From Sunday through Monday morning, Charlotte-based Bank of America sent in 184,000 applications en masse to the government and currently has 48,000 more it’s submitting through a slower manual process, according to a memo from Dean Athanasia, the bank’s president of consumer and small business, obtained by the Observer. So far, the bank has only received 1,000 approvals, but the bank didn’t specify if the approvals were from the large batch or the manual submissions.
“We are now waiting for them to process and approve these loans,” he said in the memo. Issues with the way that the SBA processes large swaths of loans have complicated banks’ efforts to get the second round of PPP funds to small businesses.
So far in the second round of funding, which started Monday, the SBA granted about 450,000 loans worth $48.5 billion, according to a report from The Daily Caller. The SBA did not immediately reply to a request for comment.
“Once the SBA approves the loans we have submitted to them, and are trying to submit through their manual process, hundreds of thousands of small businesses in America will be getting the help that the Congress and Treasury Department intended when they created this program,” Athanasia said.

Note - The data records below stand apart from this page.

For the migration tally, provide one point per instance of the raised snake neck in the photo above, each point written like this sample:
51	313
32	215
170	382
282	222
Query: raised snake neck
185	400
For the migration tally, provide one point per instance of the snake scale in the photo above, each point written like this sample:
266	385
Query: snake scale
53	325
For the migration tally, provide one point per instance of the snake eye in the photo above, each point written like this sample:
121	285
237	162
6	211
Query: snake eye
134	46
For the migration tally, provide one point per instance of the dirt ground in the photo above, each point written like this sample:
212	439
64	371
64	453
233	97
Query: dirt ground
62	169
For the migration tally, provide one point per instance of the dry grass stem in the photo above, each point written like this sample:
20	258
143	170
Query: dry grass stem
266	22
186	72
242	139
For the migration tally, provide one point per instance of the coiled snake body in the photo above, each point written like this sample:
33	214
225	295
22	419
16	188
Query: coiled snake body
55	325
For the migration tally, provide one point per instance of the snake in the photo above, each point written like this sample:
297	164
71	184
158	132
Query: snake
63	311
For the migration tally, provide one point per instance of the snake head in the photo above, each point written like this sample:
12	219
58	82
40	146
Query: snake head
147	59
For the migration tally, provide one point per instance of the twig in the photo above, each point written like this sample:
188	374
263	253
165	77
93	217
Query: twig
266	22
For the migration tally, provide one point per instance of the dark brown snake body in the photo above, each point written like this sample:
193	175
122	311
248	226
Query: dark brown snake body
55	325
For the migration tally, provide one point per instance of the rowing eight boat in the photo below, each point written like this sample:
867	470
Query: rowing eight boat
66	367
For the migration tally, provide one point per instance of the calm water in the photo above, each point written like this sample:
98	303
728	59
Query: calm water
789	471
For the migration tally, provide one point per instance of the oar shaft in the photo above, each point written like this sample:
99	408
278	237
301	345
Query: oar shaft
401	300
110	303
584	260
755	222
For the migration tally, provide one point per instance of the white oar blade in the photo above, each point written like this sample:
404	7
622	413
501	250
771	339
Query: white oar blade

Bank of America, one of the country’s biggest small-business lenders, was one of the first banks to accept PPP applications, but it has also been dogged by accusations of shuffling the order in which it submitted the program’s loans to earn the bank more in fees. The bank rejects the allegations.
CEO Brian Moynihan criticized the scarcity built in to the program in a Sunday interview on “Face the Nation,” arguing, “we need to take away the first-come, first-served aspect of this to make sure it’s fully funded, because at the end of day it’s going to where people want it.”
Many small businesses were left in the lurch after the loan program ran of out of funds, with many unable to get their applications submitted simply due to what bank they had.
So far, Bank of America has processed 239,000 PPP loans, three-quarters of which were for companies with fewer than 10 employees, according to the memo. Wells Fargo, which has faced its own unique issues with the stimulus program, declined to comment on its progress in the second round of funding. Charlotte-based Truist, the merged name of BB&T and SunTrust, processed 32,000 loans worth about $10 billion in the first round of PPP funding.